Hari ini jam kuliah ditiadakan berganti dengan tugas rumahan.Untungnya beberapa dari tugas yang belum terselesaikan telah dikumpul dan beruntungnya lagi seminggu yang lalu tidak ada dosen-dosen menambah pekerjaan rumah. Namun, tetap saja langkah demi langkah diambil untuk mencari Ketang sebutan ketua angkatan untuk menyerahkan tugas yang belum terperiksa. Ah, mencarinya harus ke laboratorium pasti dia semedi di sana. Langkah perjalanan dinikmati hingga menyusuri kelas-kelas sembari melihat sosok Ketang yang mungkin terlewatkan.
"Al, kamu mau ke mana?" teriakkan nyaring berhasil menghentikan langkah kaki. Dari belakang Shinta dan Artha sedang mengejar diri ini. Tubuh ini berbalik menunggu mereka yang berlari pelan masih menggunakan baju praktek.
"Shint, eh mau ke Lab. ngumpul tugas minggu kemarin," jawaban untuk mereka begitu sudah mendekat. Ada baiknya juga berjalan bersama mencari Ketang.
"Semingguan ke mana nggak bisa dihubungi?" pertanyaan Artha sontak memikirkan beberapa hari yang lalu tidak ada kabar yang dikirim ke kampus. Suratnya pun berupa izin sementara tanpa keterangan jelas, tapi tetap diizinkan.
"Hehehe kerja paruh waktu lagi banyak order jadi yah gitu sibuk banget terus biasalah
bangun kesiangan." Mainstream, terdengar sebagai alasan biasa saja.
"Lain kali walau kesiangan tetap masuk, klinik akhir-akhir ini ramai sekali."
Kini Shinta sedang menggerutu kesal. Artha pun mengangguk membenarkan pernyataannya. Ah, mungkin terlalu lama jadi mereka sedang merindu berat.

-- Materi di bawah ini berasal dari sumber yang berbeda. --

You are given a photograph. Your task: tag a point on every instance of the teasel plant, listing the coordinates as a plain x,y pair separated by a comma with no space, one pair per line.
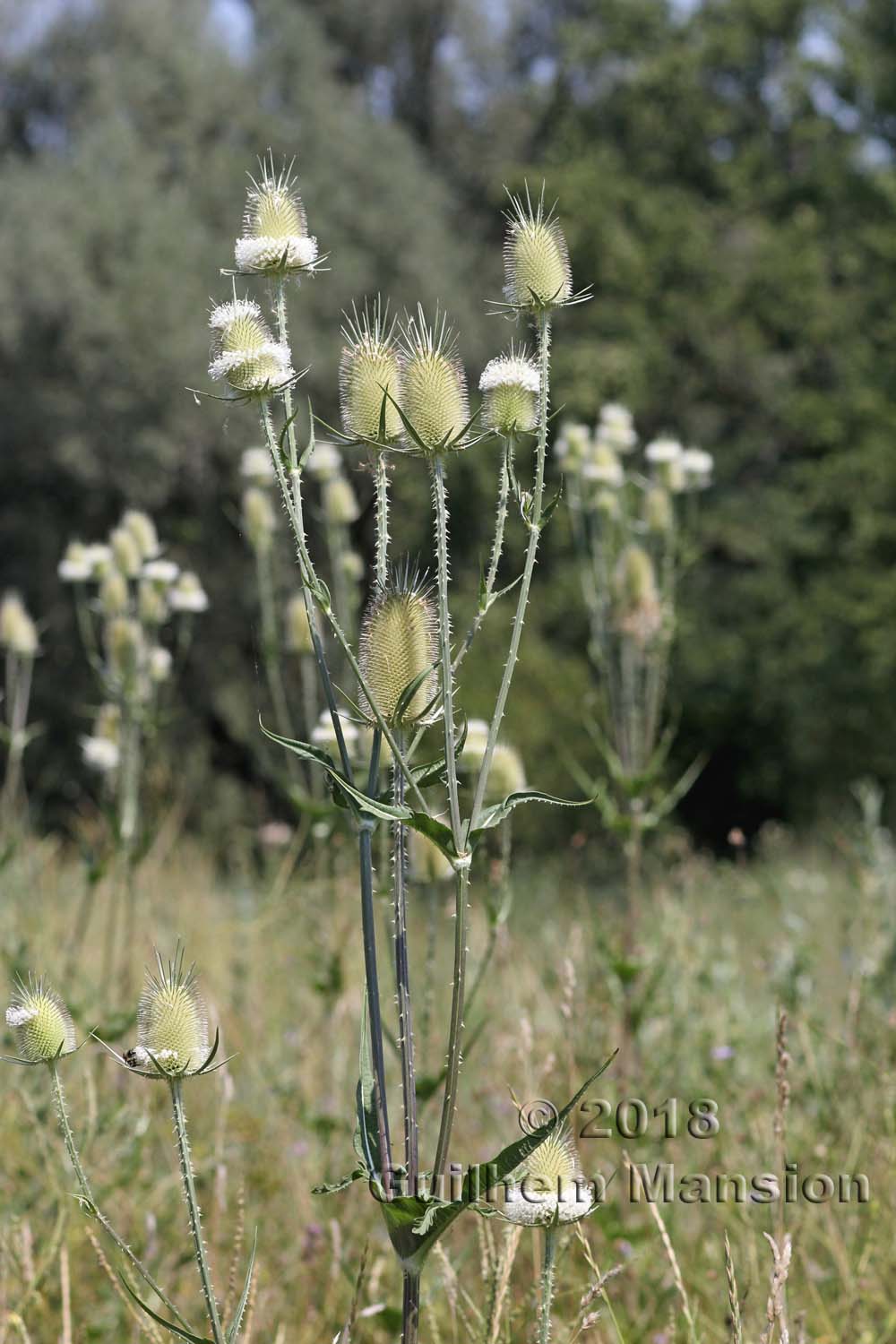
172,1047
134,609
403,400
21,645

"Benar, kita aja yang gak sering jaga aja kewalahan."
"Emang ada apa?"
"Kamu nggak baca berita?"
Kepala ini hanya menggelengkan yang berarti tanda ketidaktahuan. Semuanya berhenti, cukup tahu bahwa Shinta tengah menghela napas berat. Itu tandanya dia akan menjelaskan panjang lebar.
"Akhir-akhir ini ada kasus pembunuhan massal menggunakan racun, gak berbahaya sih racunnya tapi itu sangat menyiksa dengan membuatmu ingin mual tapi tertahan karena tak bisa muntah dan tak bisa berpikir dengan jernih. Yang parah lagi kamu dapat gila karena rasa sakitnya. yakin sang pembunuh ingin korbannya tersiksa penuh kesakitan terlebih dahulu sebelum akhirnya mati menahan sakit. Dan saat ini lebih dari dua-puluh orang meninggal dunia seratus orang selamat sih tapi hampir separuhnya mengalami gangguan kejiwaan."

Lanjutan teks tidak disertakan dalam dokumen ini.